Vediamo come. Il leader leghista dice: “Visto quello che sta accadendo in Terra Santa, visto quello che sta avvenendo a Bruxelles, visti gli arresti di Milano, la Lega convocherà per sabato 4 novembre, in centro a Milano, una manifestazione nazionale”. Sarà “a difesa dei valori e delle libertà occidentali, dei diritti, della sicurezza”. Poi la briscola pubblicistica, elargita a Il Tempo: “Tra tante manifestazioni che inneggiano alla Palestina libera, all’Islam, ad Hamas abbiamo pensato al 4 novembre, giornata non scelta a caso, così come non è stata scelta a caso Milano“. E giù di card social dove sotto il simbolo del Carroccio campeggia la Fallaci.

La frecciata alla giudice originaria di Cassino

Iolanda Apostolico e Giorgia Meloni

L’antitesi, la nemesi, “l’altro” sono parte integrante di ogni azione di Salvini, dove lui punta per converso a fare vedere chi sono “buoni”. Perciò “se qualcuno “inneggia alla jihad, alla guerra santa o agli sgozzamenti, come prevede già il codice penale, lo prendi per i capelli e lo porti in carcere. Bisogna fermare qualsiasi nuovo permesso di costruzione di moschee, di centri culturali camuffati, e di avere una ricognizione di chi finanzia alcuni luoghi e di chi conduce le preghiere“.

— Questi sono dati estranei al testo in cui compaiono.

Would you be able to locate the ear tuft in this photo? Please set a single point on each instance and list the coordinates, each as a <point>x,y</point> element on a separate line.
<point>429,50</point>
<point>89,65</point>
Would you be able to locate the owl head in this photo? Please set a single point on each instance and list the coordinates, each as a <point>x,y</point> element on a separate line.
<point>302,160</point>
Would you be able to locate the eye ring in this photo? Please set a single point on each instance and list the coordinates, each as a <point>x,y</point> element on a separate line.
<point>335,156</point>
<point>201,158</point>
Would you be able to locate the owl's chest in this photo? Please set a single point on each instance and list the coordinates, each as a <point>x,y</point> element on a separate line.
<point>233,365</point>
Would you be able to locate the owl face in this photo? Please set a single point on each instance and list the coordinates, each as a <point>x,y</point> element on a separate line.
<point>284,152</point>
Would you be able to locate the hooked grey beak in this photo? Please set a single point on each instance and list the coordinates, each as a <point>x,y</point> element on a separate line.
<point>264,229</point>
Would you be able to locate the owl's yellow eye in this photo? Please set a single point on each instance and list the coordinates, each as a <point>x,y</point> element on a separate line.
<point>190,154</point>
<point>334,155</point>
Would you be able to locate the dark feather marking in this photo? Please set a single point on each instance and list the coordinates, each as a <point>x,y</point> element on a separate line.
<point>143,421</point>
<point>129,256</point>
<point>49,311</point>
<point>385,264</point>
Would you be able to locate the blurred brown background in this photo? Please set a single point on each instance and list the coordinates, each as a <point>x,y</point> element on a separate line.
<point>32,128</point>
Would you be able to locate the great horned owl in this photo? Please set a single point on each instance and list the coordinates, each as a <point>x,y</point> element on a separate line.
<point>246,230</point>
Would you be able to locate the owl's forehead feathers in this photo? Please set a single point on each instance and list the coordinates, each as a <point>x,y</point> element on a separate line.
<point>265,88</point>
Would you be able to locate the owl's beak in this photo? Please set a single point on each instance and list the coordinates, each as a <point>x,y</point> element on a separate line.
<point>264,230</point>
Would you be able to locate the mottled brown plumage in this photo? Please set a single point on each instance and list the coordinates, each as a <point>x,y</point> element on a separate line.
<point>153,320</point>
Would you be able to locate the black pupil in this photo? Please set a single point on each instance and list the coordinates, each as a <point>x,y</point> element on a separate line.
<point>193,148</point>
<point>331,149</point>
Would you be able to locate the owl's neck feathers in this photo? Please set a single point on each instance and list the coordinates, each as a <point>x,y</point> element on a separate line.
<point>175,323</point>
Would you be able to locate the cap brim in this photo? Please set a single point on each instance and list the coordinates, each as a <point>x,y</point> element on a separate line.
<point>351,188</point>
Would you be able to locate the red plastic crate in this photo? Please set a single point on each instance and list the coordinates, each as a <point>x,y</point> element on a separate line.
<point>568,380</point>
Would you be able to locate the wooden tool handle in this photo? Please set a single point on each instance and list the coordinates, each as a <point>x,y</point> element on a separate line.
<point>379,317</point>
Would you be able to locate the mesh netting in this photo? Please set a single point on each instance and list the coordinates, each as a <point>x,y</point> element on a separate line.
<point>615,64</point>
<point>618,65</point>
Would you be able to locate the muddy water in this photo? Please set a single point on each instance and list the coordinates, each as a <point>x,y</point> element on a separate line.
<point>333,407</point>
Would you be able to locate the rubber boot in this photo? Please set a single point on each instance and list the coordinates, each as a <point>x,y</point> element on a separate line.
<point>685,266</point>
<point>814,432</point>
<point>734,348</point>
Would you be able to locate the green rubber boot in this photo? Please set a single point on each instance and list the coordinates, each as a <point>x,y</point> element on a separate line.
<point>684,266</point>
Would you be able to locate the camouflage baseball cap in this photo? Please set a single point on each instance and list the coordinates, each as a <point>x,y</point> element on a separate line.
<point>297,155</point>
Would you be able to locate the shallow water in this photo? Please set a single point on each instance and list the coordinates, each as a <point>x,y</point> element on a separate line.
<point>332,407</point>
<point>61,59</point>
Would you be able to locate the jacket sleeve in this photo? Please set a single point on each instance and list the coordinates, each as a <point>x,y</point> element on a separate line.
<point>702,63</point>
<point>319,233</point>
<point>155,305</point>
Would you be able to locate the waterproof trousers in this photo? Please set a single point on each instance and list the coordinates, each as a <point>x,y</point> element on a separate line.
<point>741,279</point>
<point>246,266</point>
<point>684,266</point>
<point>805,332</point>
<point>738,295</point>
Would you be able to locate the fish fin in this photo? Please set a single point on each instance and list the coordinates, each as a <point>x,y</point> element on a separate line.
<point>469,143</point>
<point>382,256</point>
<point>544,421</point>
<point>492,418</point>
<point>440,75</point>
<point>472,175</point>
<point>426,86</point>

Poteva mancare la frecciata alle decisioni della giudice di Catania ma originaria di Cassino Iolanda Apostolico? “Dio non voglia che uno solo di questi immigrati ‘evaporati’ si armi di cattive intenzioni. Se qualcuno di questi commetterà violenza ai danni di un cittadino, chi pagherà? Controlli a tappeto nelle moschee, regolari o abusive, nessuna tolleranza per chi sostiene o inneggia alla violenza“. Dio non voglia neanche che qualche matto radicalizzato decida di prendere quella di Salvini come una sfida.

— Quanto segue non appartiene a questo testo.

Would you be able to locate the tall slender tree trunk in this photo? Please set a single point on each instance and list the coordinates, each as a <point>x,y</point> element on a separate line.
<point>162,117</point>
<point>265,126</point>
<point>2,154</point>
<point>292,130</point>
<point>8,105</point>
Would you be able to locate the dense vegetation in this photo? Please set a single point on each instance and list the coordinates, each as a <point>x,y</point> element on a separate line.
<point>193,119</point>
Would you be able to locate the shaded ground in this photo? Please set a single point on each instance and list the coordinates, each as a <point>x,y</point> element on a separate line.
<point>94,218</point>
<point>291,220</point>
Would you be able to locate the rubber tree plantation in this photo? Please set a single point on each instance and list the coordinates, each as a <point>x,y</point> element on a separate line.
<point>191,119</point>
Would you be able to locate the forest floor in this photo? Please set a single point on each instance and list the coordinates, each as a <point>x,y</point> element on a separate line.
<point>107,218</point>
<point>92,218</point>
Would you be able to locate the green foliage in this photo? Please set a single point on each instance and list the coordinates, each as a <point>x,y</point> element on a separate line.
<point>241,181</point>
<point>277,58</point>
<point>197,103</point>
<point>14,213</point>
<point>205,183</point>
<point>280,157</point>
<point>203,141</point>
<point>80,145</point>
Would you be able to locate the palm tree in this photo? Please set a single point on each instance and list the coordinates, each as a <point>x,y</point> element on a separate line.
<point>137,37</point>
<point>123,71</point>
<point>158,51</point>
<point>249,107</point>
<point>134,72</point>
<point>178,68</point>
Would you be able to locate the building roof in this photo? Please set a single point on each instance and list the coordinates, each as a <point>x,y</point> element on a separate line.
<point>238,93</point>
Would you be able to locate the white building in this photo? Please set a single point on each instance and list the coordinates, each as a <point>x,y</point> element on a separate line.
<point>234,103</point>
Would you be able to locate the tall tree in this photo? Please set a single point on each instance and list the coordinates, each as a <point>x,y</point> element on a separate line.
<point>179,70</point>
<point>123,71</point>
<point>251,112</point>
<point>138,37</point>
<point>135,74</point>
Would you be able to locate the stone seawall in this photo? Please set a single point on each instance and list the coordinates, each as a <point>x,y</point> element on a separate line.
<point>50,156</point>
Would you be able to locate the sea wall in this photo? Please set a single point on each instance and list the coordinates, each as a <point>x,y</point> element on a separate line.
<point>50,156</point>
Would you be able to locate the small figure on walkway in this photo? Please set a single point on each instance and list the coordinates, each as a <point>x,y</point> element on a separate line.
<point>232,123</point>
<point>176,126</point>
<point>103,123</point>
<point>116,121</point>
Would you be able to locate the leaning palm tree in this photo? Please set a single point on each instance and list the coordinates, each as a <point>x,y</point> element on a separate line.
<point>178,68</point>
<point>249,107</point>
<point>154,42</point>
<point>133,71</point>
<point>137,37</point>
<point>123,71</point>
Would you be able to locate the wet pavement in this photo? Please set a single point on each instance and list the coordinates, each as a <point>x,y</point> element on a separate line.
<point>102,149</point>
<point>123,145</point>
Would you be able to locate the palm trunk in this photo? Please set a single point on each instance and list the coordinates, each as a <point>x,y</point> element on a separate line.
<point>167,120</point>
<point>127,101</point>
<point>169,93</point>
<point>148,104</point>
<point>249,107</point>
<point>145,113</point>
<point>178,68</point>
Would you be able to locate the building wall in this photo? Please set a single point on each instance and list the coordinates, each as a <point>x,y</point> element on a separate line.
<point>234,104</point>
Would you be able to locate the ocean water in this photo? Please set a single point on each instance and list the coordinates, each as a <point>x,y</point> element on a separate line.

Questo lo story-telling del capo del Carroccio che, per inciso, è anche vicepremier. Ecco invece le perplessità degli alleati. La vicecapogruppo di Fratelli d’Italia alla Camera, Augusta Montaruli invita ad “evitare situazioni rischio”. Le ha fatto eco il vicepresidente della Camera, Giorgio Mulè di Forza Italia, non proprio una “colomba”.

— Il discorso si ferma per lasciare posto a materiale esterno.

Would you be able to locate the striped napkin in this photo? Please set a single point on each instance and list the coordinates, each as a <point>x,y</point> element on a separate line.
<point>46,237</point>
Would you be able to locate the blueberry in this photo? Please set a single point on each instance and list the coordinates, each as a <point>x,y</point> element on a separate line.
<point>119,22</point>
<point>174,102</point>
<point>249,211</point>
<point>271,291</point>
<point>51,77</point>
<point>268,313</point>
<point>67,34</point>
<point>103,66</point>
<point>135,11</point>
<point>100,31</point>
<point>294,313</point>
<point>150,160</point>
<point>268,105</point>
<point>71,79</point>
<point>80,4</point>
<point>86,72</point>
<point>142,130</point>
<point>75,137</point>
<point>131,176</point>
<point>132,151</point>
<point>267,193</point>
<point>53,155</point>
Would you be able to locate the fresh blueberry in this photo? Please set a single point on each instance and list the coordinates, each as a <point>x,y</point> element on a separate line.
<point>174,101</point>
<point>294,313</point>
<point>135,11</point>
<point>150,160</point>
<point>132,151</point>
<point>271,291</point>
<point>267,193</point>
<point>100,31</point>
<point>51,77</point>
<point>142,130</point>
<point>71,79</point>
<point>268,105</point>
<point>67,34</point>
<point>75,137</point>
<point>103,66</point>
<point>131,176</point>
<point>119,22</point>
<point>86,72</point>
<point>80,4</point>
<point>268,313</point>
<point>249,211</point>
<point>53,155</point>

Montaruli e Mulè: “Attenzione a fomentare”

Giorgio Mulé (Foto: Carlo Lannutti © Imagoeconomica)

Che dice: “Non si tratta di un errore, ma è solo una questione di opportunità. La preoccupazione è che andare in piazza in questo momento, inconsapevolmente, possa attirare elementi esagitati, fomentare chi non crede nei nostri valori e provocare forti contestazioni”.

Insomma, ce la vedono tutti, l’esca che Salvini ha gettato per determinare esattamente quello che vuole scongiurare, e la cosa è stata detta con forza. La possibilità cioè che proprio quello che Salvini vuole sottolineare già in chiave esagerata possa innescare esagerazioni peggiori.

Ma Salvini la butta sull’epica della sottrazione a qualsiasi forma di ricatto e tira dritto per la sua strada. Strada che non conduce a Tel Aviv, a Washington o a Gaza, ma che porta dritti lui e i suoi a Bruxelles. Dove bisogna arrivarci sì in barba ai socialdemocratici, ma anche a soprattutto alla faccia del Ppe. Perché in politica dopare la corsa non è peccato.